When I sat down to take a deeper look into this question and my life, it was at a time of change – a new job looming and end of a very draining job; a spontaneous trip to visit a dear friend; working full time and writing articles on the side. When explaining the article writing to others, it went something like, “It’s fine! The extra money is nice. The content of the writing is okay, but nothing that will develop into anything else or that I particularly enjoy.”
So I gave it the question: Does this add value to my life?
And I stopped to think about how it added money, and a number of tangible items from that money (such as the paint for our walls and the new faucet in the bathroom sink, along with a handful of others house projects within our first year of home ownership). But when I asked if it added value, I thought about how I rushed through my lunch hours, working away so I wouldn’t have to do those things that evening. How I would work for 1-2 hours right after I finished work, trying to finish things before J got home from work. How I got into the rhythm of one big, long, ever-renewing-itself to-do list. And I thought, “Does this add value to my life right now?”
And I decided that it didn’t. Even though the money was nice and we’re supposed to hustle when we’re young, what it was taking from my day to day life was more than what it was giving back.
Now, nearly four months later, I can see how my life was becoming lists and measures of productivity (that somehow in America correlate directly to your value or worth, but that’s a subject for another post). Since then I’ve felt a renewed sense of enthusiasm (or simply put courage) for daily living and not simply “getting it done.” How daily living is not something to be checked off, rushed through, or squandered. Everyday living is a gift and the ability to take it slow, to take a step back, to create a home that is a sanctuary – a reprieve from the busyness of the world – adds much more value than all the things on the checklist could ever add up to (no matter how good it feels to check them off).

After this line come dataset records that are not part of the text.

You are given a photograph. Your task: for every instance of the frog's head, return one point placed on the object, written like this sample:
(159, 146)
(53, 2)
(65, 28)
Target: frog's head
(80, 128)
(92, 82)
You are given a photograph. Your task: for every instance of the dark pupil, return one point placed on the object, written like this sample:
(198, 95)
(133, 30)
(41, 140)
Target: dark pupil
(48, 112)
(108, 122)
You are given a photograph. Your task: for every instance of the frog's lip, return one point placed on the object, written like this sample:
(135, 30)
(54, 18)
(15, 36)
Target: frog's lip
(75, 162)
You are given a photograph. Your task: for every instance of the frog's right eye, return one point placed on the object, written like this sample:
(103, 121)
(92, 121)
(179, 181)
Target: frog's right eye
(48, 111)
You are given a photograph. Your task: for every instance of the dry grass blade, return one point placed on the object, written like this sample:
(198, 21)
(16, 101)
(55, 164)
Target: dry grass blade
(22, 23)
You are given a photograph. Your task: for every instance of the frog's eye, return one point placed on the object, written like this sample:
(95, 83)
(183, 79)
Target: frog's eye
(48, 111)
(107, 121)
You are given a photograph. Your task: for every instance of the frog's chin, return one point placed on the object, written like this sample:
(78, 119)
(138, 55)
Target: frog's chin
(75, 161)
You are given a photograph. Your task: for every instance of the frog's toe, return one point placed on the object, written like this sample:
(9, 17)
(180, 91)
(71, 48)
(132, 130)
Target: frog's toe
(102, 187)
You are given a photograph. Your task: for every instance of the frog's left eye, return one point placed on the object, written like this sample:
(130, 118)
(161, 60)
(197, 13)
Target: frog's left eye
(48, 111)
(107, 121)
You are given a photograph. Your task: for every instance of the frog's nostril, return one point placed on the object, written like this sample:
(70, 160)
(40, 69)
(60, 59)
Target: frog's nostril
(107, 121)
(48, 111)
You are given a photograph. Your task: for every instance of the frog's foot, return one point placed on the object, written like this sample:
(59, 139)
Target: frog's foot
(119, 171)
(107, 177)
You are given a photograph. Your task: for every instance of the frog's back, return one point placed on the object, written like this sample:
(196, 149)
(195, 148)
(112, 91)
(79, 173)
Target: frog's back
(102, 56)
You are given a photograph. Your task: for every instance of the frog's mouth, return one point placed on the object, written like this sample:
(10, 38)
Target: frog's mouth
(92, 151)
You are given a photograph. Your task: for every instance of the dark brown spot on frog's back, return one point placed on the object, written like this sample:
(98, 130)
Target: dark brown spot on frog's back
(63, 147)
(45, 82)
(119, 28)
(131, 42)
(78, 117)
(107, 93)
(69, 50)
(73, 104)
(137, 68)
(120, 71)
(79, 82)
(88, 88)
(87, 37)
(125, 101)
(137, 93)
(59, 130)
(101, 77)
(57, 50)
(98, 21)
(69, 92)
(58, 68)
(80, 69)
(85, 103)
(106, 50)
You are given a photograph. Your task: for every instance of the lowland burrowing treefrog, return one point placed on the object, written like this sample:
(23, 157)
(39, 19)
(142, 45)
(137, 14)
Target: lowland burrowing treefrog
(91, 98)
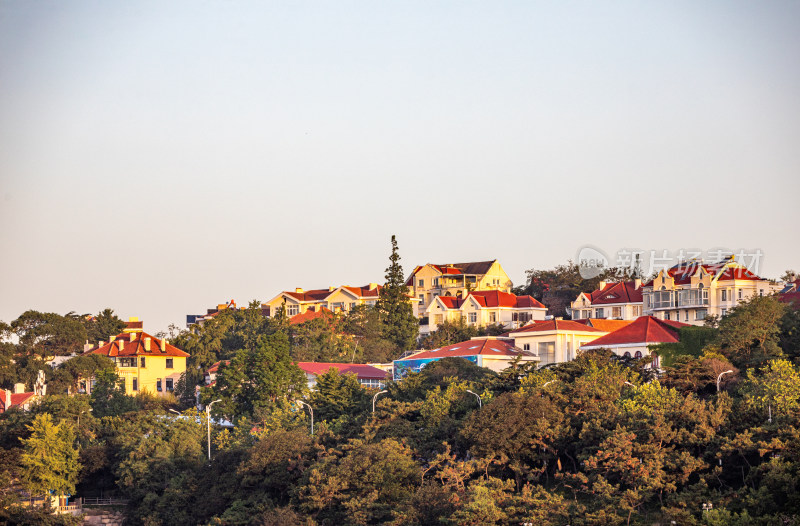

Answering one question, truthfully, and deciding to act upon that answer, led me to make a change that has changed my life. I feel more at peace and present in daily life than I have for a long time. Over the past few months as I’ve thought about projects on my mental list, things I want to do, daily tasks, and general home upkeep, my mind has wandered back to the question of “does this add value?” And the answer is sometimes yes but other times it is no, and being able to draw that distinction has allowed me to peacefully move forward. Sometimes deep cleaning adds value and sometimes, when you’re gone more than you’re home and things are busy, connecting with your family adds more than a perfectly curated home. Reflecting on the idea of value and concretely tying it to actions and choices in my daily life allows me to let go sometimes and to hold on tightly other times.
Is there anything in your life that is nagging at you? Not quite great but not awful yet? Do you take the time to rank the input vs. the output for habits we develop? Since I’ve started asking myself this question, I’m convinced it’s worth taking the time every few months to sit down and really examine our daily lives and ask: does X add value and meaning? I’d love to hear others’ thoughts on how to keep priorities in daily and not getting whisked away into habits or arbitrary expectations.